The Raycon earbuds? Nearly the same as other generic brands that do the same thing – the generic brands, however, do not cost 30$, and they can’t afford a YouTube sponsorship as a result.
Manscaped products, which promise a revolutionary experience, are ultimately just beard clippers and trimmers in a brown color scheme instead of a black or red one.
The controversial choices that only have YouTube left, like Betterhelp, cannot sell their product elsewhere because elsewhere, people still remember. Almost none of the original controversies surrounding Betterhelp have actually been ‘fixed’, they just took a break from sponsorships to let the heat die down.

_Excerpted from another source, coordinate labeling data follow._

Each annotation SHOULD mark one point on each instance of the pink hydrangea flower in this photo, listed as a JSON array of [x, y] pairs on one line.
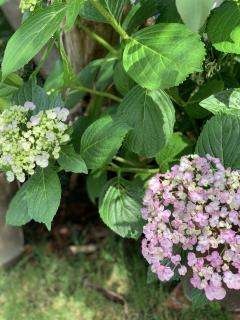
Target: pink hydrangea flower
[[195, 207]]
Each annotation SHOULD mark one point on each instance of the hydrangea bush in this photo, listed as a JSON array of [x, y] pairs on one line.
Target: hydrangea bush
[[194, 209], [28, 141], [166, 86]]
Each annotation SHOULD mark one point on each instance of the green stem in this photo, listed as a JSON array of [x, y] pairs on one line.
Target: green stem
[[99, 39], [122, 160], [95, 92], [109, 17], [43, 58], [133, 170]]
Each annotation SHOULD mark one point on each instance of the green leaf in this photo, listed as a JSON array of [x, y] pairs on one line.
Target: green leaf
[[31, 36], [139, 13], [55, 79], [193, 108], [101, 141], [43, 194], [150, 60], [168, 12], [122, 81], [30, 91], [221, 28], [232, 46], [151, 115], [17, 213], [6, 94], [71, 161], [72, 11], [120, 208], [176, 146], [227, 101], [220, 138], [114, 7], [198, 298], [95, 182], [194, 13]]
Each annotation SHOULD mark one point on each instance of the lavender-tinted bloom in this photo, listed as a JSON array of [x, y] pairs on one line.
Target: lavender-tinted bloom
[[195, 207]]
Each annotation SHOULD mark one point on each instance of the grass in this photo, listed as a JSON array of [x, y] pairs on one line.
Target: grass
[[49, 286]]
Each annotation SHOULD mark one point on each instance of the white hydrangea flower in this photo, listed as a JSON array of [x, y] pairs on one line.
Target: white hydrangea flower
[[28, 5], [28, 141]]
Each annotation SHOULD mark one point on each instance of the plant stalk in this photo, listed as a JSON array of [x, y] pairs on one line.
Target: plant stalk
[[109, 17]]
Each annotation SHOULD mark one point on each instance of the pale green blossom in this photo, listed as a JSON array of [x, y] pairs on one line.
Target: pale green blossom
[[28, 141]]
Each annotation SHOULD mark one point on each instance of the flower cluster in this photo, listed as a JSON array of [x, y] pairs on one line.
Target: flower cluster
[[28, 141], [193, 225], [28, 5]]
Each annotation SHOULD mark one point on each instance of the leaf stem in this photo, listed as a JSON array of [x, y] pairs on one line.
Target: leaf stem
[[98, 38], [122, 160], [95, 92], [133, 170], [110, 18], [43, 58]]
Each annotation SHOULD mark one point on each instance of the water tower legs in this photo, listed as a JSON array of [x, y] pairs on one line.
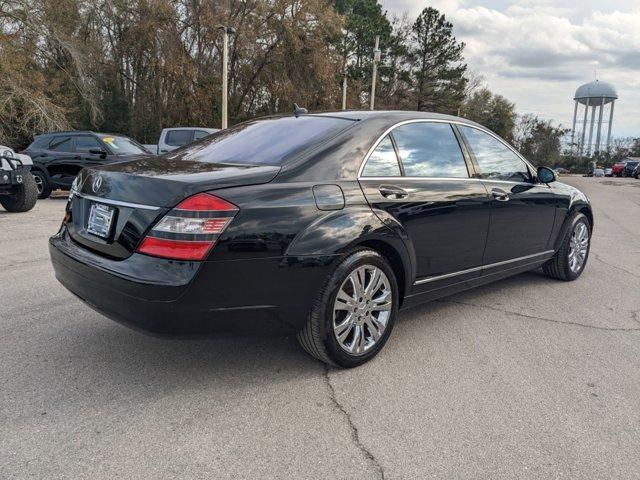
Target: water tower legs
[[613, 102], [584, 129], [597, 148], [573, 130], [593, 121]]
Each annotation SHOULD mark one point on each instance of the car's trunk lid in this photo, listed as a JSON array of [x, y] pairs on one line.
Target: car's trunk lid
[[114, 205]]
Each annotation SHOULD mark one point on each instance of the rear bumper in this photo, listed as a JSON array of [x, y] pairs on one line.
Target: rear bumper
[[170, 297]]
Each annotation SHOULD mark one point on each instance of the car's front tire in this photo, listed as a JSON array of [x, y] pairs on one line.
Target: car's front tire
[[571, 258], [23, 198], [354, 312]]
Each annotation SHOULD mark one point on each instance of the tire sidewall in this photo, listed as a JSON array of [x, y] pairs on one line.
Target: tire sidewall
[[357, 259], [579, 218]]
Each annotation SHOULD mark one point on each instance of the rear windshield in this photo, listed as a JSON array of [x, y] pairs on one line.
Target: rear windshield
[[270, 141], [122, 145], [40, 141]]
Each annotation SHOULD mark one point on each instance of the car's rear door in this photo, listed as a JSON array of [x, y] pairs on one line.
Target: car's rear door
[[523, 210], [419, 175]]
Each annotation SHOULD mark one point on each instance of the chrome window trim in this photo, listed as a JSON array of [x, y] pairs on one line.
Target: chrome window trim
[[449, 179], [118, 203], [482, 267], [450, 122]]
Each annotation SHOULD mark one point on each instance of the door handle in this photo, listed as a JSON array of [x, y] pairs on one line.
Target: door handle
[[393, 192], [500, 195]]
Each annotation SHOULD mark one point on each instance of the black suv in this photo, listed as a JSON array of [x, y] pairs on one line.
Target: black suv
[[58, 157]]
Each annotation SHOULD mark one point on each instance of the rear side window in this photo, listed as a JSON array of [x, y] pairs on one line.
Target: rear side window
[[430, 149], [177, 138], [270, 141], [84, 143], [60, 144], [495, 159], [198, 134], [383, 162]]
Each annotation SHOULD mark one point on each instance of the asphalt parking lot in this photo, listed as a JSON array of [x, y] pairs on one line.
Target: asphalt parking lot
[[525, 378]]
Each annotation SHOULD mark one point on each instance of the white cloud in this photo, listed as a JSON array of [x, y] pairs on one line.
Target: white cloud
[[537, 53]]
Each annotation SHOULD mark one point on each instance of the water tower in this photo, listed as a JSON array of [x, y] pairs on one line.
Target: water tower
[[595, 95]]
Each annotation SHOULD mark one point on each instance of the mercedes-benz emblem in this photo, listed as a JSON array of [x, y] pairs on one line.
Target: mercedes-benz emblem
[[97, 183]]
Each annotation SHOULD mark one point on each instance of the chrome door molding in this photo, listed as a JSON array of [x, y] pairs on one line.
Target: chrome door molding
[[422, 281]]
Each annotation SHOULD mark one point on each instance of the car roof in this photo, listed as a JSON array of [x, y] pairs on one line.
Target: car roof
[[393, 115], [80, 132]]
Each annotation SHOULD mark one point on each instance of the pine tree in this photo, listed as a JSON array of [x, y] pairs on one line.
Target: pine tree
[[438, 66]]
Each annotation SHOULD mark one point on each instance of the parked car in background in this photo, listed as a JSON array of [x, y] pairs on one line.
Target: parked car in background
[[172, 138], [18, 192], [340, 218], [630, 167], [58, 157], [617, 169]]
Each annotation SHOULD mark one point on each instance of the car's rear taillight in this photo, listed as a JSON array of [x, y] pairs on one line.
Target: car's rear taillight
[[190, 230]]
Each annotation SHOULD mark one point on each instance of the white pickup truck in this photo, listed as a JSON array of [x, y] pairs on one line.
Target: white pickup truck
[[172, 138]]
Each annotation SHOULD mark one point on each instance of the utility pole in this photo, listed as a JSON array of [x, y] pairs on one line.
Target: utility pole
[[376, 59], [226, 31], [344, 86]]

And the ones that need a minute of your undivided attention to fully explain their pitch, like Hello Fresh and Blue Apron? These brands are both big enough to sponsor articles and ask for reviews from legitimate publications, and the product itself seems to work fine, but it’s just not the sort of thing you can pitch without establishing brand recognition first – Youtubers explain the product better in their own words than a more professional-sounding ad copy can, and if they’re vegan, or have food allergies, and can still use the product, all the better.
The Weirdness
None of these products (except Betterhelp) are necessarily bad, but they’re not exceptionally good – they just spend a lot of money on sponsorships and sometimes Youtube pre-roll ads over more traditional commercials or internet ads elsewhere. Given the parasocial nature of a Youtuber and their fans, it creates this weird feeling that the Youtubers are overhyping the product, when realistically they’re just… sponsoring it. A friend would tell you if a product they tried was mediocre, and Youtubers kind-of-sort-of want you to think of them as an entertaining friend. The sponsorship relies on them selling this product to you, something a friend is not going to do if they weren’t pleased with it.
Perhaps the larger, older companies realize this – Youtube sponsorships haven’t been a thing for very long, after all, so while the short term has great yield, all of it is untested in the long term. The younger companies are the guinea pigs. All of these products are being filtered not only through the Youtuber themselves, but through the relationship the Youtuber has with their audience, and Youtube as a whole. The results, so far, are mixed.